The Blowhards long discussion goes around a bit, but to summarize, Michael writes, “Here's what the posting is. Two parts: A) A half-a-dozenish facts about the nature of bestseller lists, followed by B) A humble suggestion that people take a look at USA Today's bestseller list if they want to get a more realistic and representative picture of what book sales are really like in the country.” Considering the best-selling lists the way he does can make articles like this a bit irrelevant.

Blowhard readers have chimed in, giving us this front-line report:
I happen to work at an independent bookstore where I am in charge of reporting our sales numbers to the New York Times. It goes like this: They send over lists of titles broken down into the categories that they use, hardcover fiction, paperback advice, etc. Then I go through our computerized inventory system, track down how many we sold in the past week for a particular book, and write that number on a line next to the title. I then get the computer to print out titles that have sold well in the past week and sift through them looking for things to add to the blank lines below their lists. Often times we sell great quantities of books that do not appear on the lists they send me. Then, finally, I fax them back the list with my quantities. All in all, this process is time consuming, prone to human error or deceit, and not all that different from the old lady who called her friends at various book stores.

Read this and much more here.
Canada, The Bible, and Hate Speech
From a May 16 Reuters story, Canada's parlament is working on hate crime laws which may extend to outlawing the Bible.
An attempt to broaden Canada's hate-crimes laws to include protection for homosexuals has sparked a fierce debate in Parliament over whether the Bible and the Koran could be branded as hate literature. It centres on a bill from gay Member of Parliament Svend Robinson that would make it a crime, punishable by up to two years in prison, to incite or promote hatred against homosexuals.

But his attempt to end gay-bashing has brought warnings that pastors or imams could be thrown into jail for preaching homosexuality is evil and that their scriptures could be banned or confiscated. Robinson, a member of the minority New Democratic Party, dismissed the fears as unfounded.

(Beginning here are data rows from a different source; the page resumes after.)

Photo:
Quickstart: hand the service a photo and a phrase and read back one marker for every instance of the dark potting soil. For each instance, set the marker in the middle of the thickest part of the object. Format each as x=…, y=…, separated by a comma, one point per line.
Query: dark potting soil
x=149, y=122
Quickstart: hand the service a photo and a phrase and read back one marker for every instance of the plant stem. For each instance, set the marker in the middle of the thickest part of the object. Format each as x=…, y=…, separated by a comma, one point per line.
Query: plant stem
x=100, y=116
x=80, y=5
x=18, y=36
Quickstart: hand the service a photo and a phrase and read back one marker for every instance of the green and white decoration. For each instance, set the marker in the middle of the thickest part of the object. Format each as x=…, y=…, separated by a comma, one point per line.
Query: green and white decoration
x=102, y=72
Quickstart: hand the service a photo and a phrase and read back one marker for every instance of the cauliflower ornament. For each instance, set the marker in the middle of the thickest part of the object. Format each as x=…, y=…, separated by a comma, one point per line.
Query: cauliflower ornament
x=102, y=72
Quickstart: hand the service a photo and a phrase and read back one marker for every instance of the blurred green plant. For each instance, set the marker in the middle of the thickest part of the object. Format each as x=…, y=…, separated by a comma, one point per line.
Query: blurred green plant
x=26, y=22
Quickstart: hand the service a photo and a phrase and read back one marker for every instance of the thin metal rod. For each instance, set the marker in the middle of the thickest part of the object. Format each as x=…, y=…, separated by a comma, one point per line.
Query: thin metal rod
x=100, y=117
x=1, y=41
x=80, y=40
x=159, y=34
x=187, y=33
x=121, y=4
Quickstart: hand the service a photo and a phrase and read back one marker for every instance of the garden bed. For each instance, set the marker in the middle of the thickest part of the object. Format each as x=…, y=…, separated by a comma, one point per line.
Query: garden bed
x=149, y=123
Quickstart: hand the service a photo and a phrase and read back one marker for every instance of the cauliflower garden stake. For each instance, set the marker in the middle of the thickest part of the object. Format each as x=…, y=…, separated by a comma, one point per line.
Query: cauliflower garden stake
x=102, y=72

"There's not an attorney general in the country anywhere at any level who would consent to the prosecution of an individual for quoting from the Bible," he told a House of Commons committee examining the bill. "An attorney general who tried something like that would be run out of town on a rail."

Opponents of the bill point to the Owens court case in Saskatchewan five months ago involving the right to quote the Bible in an newspaper ad against homosexuality. The judge ruled that a Biblical passage in Leviticus "exposes homosexuals to hatred."

The report goes on, and I understand the legislation will debated this fall; but hopefully the quote on attorney generals is right. Laws should refrain from trying to control thoughts and motives, ruling on actions only. I like what President Bush said last year, that murder and assault are hateful enough. The motive, which is what hate crimes legislation targets, doesn't make them more or less hateful.